When people look back on the turn of the Millenium, the most cataclysmic shift in life has been brought on through technological advance. Everything subsequent to it is a direct result of it - whether people have embraced or rejected the change. Most pervasively is the use of technology to monitor, turning us into algorithms, reducing every aspect of life to convenience.
Cyber security has been turned up over the last year or two, becoming a mainstream talking-point, regular people becoming more savvy to the lexicon of computing. It's the start of a fight back agains humans as data. But still, society, particularly in the most developed countries, feels Orwellian, as if we are constantly looked at not only for marketing and convenience purposes, but as a sort of measure to ensure the general population toe an imaginary line. It's discipline and fear without ever stating its intention.
One such example, widely thought of in savvier circles as a particularly imposing, yet necessary part of our daily lives is Google Earth (and Maps). There's no denying how handy it is, but it's also a way to map us and our patterns, to capture our behaviours and the ebbs and flow of modern life. It is both freedom and constriction.
Google's mapping features first came to people's attention when cars were driving all around their city or town with large mounted cameras on their roofs. Colloquial whispers saw it as an oncoming apocalypse - the beginning of the end of everything private and sacred. There was an outcry that with time has dwindled into subtle acceptance. What can we do anyway?
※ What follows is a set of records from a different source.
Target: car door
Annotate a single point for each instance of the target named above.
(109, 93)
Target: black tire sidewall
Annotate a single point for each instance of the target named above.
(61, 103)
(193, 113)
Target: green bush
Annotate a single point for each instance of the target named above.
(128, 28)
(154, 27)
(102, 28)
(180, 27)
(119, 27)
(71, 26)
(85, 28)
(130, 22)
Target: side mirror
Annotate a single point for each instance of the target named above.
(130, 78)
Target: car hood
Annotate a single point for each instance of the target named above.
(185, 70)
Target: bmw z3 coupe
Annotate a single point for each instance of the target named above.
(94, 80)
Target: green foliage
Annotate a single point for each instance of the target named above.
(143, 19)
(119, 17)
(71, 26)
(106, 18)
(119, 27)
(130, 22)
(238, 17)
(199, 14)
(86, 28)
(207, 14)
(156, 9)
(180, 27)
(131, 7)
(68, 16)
What power do we really have?
Largely regarded as something non-human, Google Earth has been reappropriated by Forth and Back design studio to display the raw and visceral images of everyday life in inner city New York, giving the cold computing cameras a new power - that of an empathetic street photographer capturing the most intimate and unexpected moments of people's lives.
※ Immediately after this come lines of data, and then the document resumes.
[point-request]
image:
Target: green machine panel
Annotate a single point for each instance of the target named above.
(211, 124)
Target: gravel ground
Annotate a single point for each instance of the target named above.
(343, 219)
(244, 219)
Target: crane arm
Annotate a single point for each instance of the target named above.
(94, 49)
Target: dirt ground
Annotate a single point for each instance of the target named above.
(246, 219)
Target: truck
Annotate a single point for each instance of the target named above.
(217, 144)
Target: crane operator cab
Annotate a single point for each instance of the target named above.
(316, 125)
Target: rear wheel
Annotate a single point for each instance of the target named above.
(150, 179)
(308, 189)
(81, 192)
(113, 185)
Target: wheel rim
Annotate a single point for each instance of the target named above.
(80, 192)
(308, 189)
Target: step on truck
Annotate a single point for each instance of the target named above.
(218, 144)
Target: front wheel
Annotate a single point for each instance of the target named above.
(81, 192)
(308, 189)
It's a deeply narrative-led approach to technology's place in society. Dreams of New York started life with the studio's founders Nikolos Killian and Tanner Woodbury looking at New York through the sort of randomised lens of Google Earth. Their findings were far less informative and much more personal than expected.
It wasn't just facades of shopfronts and bars that they found, but moments of onlookers - as curious about these machines as people in the furthest reaches of the world - gazing at the odd-looking cars, or perhaps ignoring them completely, dreamlike, hazy and oblivious to their online immortalization.
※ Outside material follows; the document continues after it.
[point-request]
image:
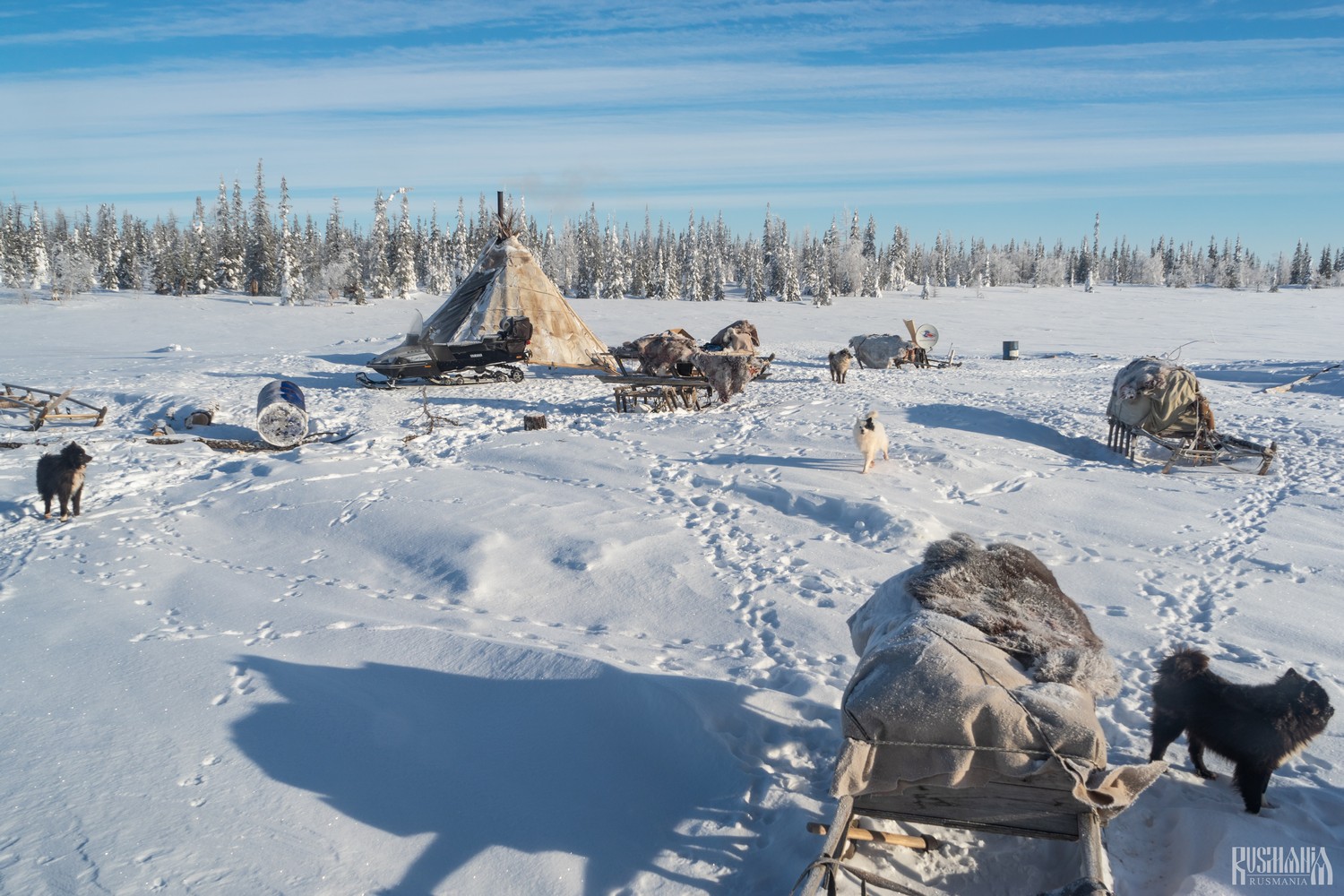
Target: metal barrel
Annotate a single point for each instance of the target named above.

Remembering how it began with seeing a carefree ragtag group of kids skateboarding online, Woodbury recalls the feeling of discovery, as if this was an entirely new tool whereby the world could be examined. New York, as with London and Paris and every other major city, often faces charges of being a bustling metropolis devoid of personal moments. When they are found, they are cherished and it is in this book that the creative duo decided to collect such moments they felt had similarly nostalgic or evocative traits, just like that group of young kids skating.
Being 'frozen in time' underpins the concept of the project. These ephemeral occurrences happen every moment of every day, but are rarely captured and through this rarity lies their power. Their searingly honest and raw humanity make them relatable, yet also still unknown. This is a book for people who look around and ask themselves - who are these people? what kind of life do they lead?
Curiosity is often behind the greatest of artistic expressions and, giving Google's quasi-voyeuristic images a new home - now in the realm of art - these moments are no longer overlooked. These are stories untold, in a time when excess information permeates our existence, where almost any question can be answered with a click. Instead, these photographs allow us to weave our own tales, just like we absentmindedly do in our day-to-day lives. By flicking through this book, we remove ourselves from technology and take our own breathless stroll through the city that never sleeps.